Je me retrouve seul sur le canapé devant la télévision, que j’allume, tombant sur une émission sportive. Le thème présentement abordé est la seconde défaite de l’équipe de France de rugby lors de ce tournoi des Cinq Nations, contre une surprenante Ecosse cette fois (après avoir été défaits par l’Irlande deux semaines auparavant). Pourtant la France a marqué un essai durant ce match, qu’un commentateur sans visage nous propose de revoir.

 

Mêlée écossaise en bord de touche dans les vingt-deux mètres tricolores.

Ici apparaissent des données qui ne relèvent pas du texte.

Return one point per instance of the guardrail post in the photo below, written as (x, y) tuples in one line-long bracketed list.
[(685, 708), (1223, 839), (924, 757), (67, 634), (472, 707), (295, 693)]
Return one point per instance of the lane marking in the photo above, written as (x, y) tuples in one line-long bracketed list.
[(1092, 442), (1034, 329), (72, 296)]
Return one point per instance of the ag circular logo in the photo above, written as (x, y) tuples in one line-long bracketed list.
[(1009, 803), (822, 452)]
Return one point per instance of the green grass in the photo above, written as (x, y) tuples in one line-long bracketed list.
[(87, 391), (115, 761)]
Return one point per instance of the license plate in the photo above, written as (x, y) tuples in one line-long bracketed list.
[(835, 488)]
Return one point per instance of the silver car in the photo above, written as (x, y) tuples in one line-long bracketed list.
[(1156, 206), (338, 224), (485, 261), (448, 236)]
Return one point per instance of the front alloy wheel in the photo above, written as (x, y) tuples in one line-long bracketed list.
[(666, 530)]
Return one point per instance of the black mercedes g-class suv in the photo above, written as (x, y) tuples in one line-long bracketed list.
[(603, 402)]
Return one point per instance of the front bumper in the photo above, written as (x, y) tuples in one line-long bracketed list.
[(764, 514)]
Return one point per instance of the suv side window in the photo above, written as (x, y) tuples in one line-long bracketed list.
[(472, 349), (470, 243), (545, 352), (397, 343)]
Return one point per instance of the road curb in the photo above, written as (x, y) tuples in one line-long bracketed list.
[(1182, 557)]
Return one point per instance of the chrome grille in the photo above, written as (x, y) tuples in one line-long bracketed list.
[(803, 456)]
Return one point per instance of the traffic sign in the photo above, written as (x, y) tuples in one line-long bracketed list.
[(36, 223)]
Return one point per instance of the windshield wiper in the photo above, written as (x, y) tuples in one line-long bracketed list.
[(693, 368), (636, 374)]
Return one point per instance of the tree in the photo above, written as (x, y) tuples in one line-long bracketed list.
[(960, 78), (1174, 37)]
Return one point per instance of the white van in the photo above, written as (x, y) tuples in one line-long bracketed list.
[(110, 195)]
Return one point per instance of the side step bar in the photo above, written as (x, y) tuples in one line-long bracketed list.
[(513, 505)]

La poussée de notre pack est désordonnée mais puissante ; la mêlée perd de sa cohésion et s’ouvre, le ballon en est expulsé vers la ligne de touche. Alors surgit du côté bleu, il n’est pas hors-jeu, un petit troisième ligne aile qui réussit, dans un geste ressemblant à celui d’un ailier de football qui viendrait à centrer du poteau de corner, à botter le ballon très loin dans la diagonale opposée.

 

Ce troisième ligne aile n’est autre que moi.

 

La contre-attaque commence : le demi de mêlée bleu, un malgache, court et rattrape habilement le ballon sauteur. Je cours après lui afin de l’assister et le protéger jusqu’à ce que le ballon soit déposé dans l’embut adverse. Très fair-play, reconnaissant le caractère crucial de mon action lors de la mêlée, il m’adresse une bonne passe afin que je marque l’essai.

 

Je m’y emploie résolument : je prends les escaliers mécaniques situés à ma gauche, sur deux niveaux, et tournant à gauche encore, j’aboutis à la chambre du malgache, très vaste, à dominante beige clair, dotée d’un lit immense et désert. J’ouvre la baie vitrée située à gauche en entrant et arrive directement dans l’embut d’un terrain de rugby en stabilisé. J’aplatis l’essai du bout des doigts et reviens calmement par les escalators.

 

Des escalators noirs de suie qui grincent comme des graviers de bile noire chutant au fond d’un verre.